Even though most of us have first hand experience with a wandering mind during virtually any presentation, it is easy to believe that our message is compelling enough to enthrall. As such, it actually deserves (or demands) more time.

The TED platform challenges speakers to think differently.

For starters, there is that pesky attention span issue. A Digital Information World piece in 2018 goes as far as suggesting that the attention span of a human being has shrunk to about seven seconds!

That is tough to contemplate. But whatever the actual figure might be, the fact is that the competition for attention is constant and fierce. To presume that an audience will stay tuned-in simply because I’m on a stage with a microphone is to ignore the challenge we all know to be true. 

A article by Esther Choy provides some perspective (and hope) by quoting Dr. Gemma Briggs, who notes that “people can and do focus their attention well when they want to and are interested in a particular task or activity.” 

But don’t get too comfortable. Whether for a few seconds or a few minutes, asking anyone to lend you their ears is a request for attention.

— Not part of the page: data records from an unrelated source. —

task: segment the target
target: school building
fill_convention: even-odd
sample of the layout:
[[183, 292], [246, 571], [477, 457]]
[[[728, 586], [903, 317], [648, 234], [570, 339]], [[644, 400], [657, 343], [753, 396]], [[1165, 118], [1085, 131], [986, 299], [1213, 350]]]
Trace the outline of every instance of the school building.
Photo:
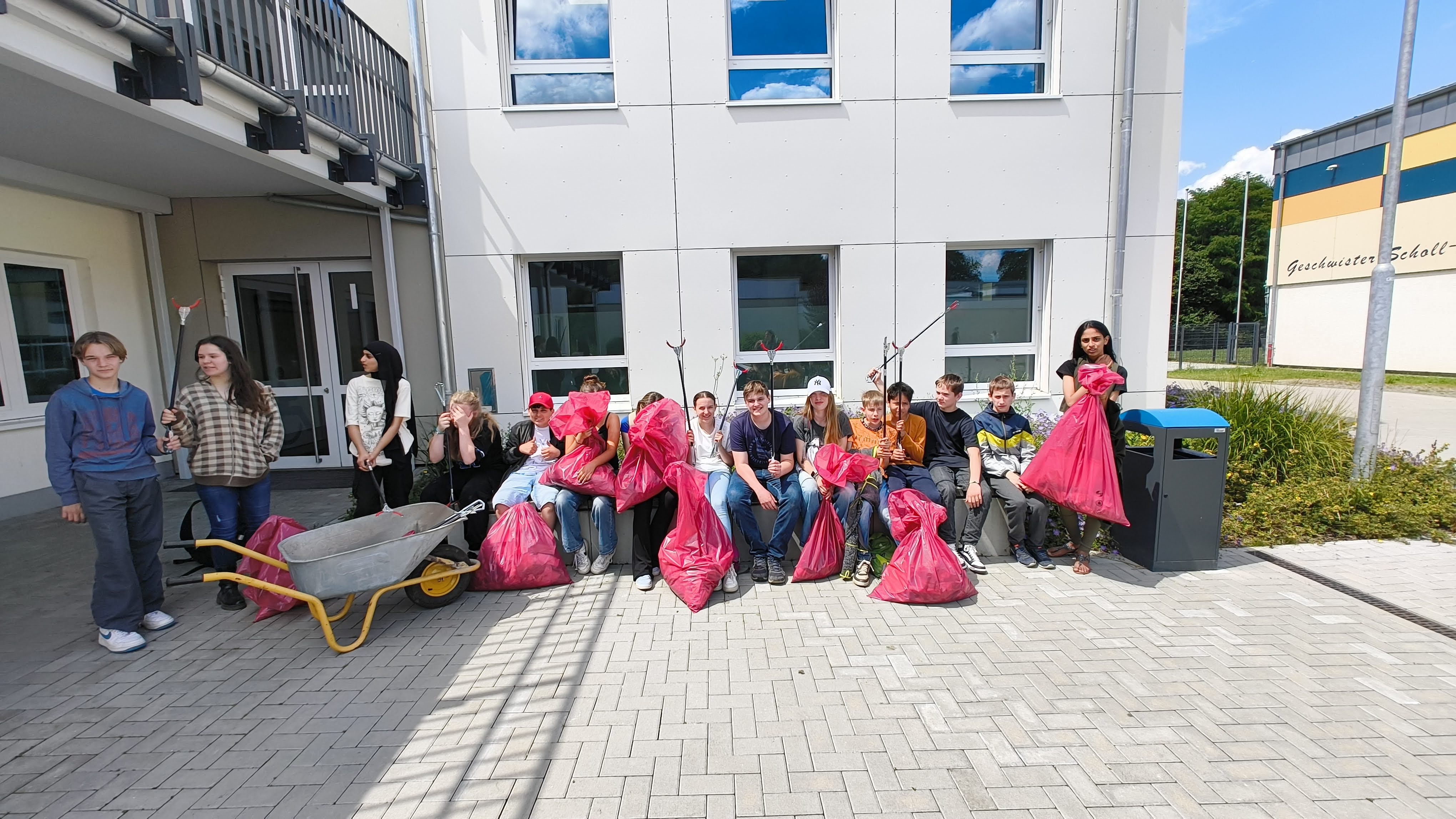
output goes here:
[[274, 387], [280, 468], [349, 466], [376, 337], [425, 428], [437, 381], [507, 420], [585, 372], [617, 409], [677, 396], [678, 340], [689, 391], [767, 378], [782, 342], [780, 406], [818, 374], [855, 403], [957, 303], [904, 380], [1008, 372], [1053, 407], [1075, 326], [1120, 301], [1127, 404], [1158, 406], [1187, 4], [1142, 0], [1136, 38], [1127, 7], [422, 1], [419, 67], [403, 1], [0, 0], [0, 518], [58, 503], [44, 410], [77, 335], [121, 336], [166, 403], [173, 300], [201, 300], [183, 378], [226, 333]]
[[[1274, 147], [1273, 364], [1360, 369], [1389, 143], [1386, 106]], [[1411, 97], [1393, 265], [1386, 368], [1456, 372], [1431, 333], [1456, 304], [1456, 84]]]

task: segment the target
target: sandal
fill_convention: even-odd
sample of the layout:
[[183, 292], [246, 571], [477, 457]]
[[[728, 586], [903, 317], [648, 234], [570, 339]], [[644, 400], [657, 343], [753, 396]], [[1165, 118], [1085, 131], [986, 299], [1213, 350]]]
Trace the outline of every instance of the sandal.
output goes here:
[[1072, 572], [1075, 575], [1091, 575], [1092, 573], [1092, 556], [1077, 553], [1076, 560], [1072, 563]]

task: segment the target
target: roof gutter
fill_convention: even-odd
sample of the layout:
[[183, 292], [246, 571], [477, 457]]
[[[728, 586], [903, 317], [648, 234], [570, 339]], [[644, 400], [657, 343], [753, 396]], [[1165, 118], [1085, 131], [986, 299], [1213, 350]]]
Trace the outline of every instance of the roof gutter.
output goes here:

In exchange for the gift of their attention, audiences demand succinct relevance. Not a catalogue of offerings or a smorgasbord of insights, but an idea worth sharing.

Boiling everything you can say down to a relevant idea requires what, for me, was a different approach to prep.

2. Preparation Means Practice

My talk was scheduled for ten minutes.

The first pass at talking through my initial outline ran nearly twenty. And I thought I’d rigorously honed the content.

Time to rethink. 

Like many, I’ve made presentations my entire professional career. In the process I had adopted the view that seasoned communicators work without notes and don’t need to write out a speech. “Rehearsing” was something for actors. Or amateurs

But the TEDx experienced required every speaker to work with a coach and participate in critiqued rehearsals. 

So in collaboration with a smart and kind coach, the goal was to make every word necessary, and every minute purposeful. And to whittle my message down to ten minutes. 

The lesson?

Opportunities to communicate are too precious to leave anything to chance. Real prep means word-smithing, rehearsing (out loud), idea-honing, rehearsing with an objective third party able to coach…and then rewriting and rehearse some more.

By the time I stepped inside the trademark red circle on the TEDx stage, I’d spent 30+ hours writing and rehearsing, 8 hours with my coach, been through a dress rehearsal and a separate walk through to test lights, sound and AV. Plus dozens of hours in front of a video camera or a mirror incorporating insights from my coach.

Mark Twain famously said “if you want me to speak for an hour I’m ready today.  If you want me to speak for just a few minutes it will take me a few weeks to prepare.”

This view of prep is a cornerstone of my TEDx experience. It is the byproduct of an understanding of the attention span issue coupled with a respect for the time of the audience, as well as every other speaker on the program if you happen to be sharing the stage with others.

3. Twenty-Minutes, Max

Lesson three? More is not better — even if no one is watching a clock. 

We all know this; we just forget or fail to put it into practice. A longer presentation does not equate to a more important message. More time on stage does not guarantee more attention or greater mind share.

If it cannot be conveyed in less than twenty minutes, the message can use some work. 

The Common Thread

There’s a theme running through these lessons — attention is precious, and effective communicators do not take it for granted.

I am embarrassed to admit that I forget it all too frequently; but TEDx underscored the fact that communication rarely begins with a focus on eloquence or insight.

If you’re a consumer of TED content you have no doubt been moved by more than one or two ideas worth sharing. The TED brand underscores the fact that the attention you receive from an audience will correspond to the discipline you bring to preparing the communication.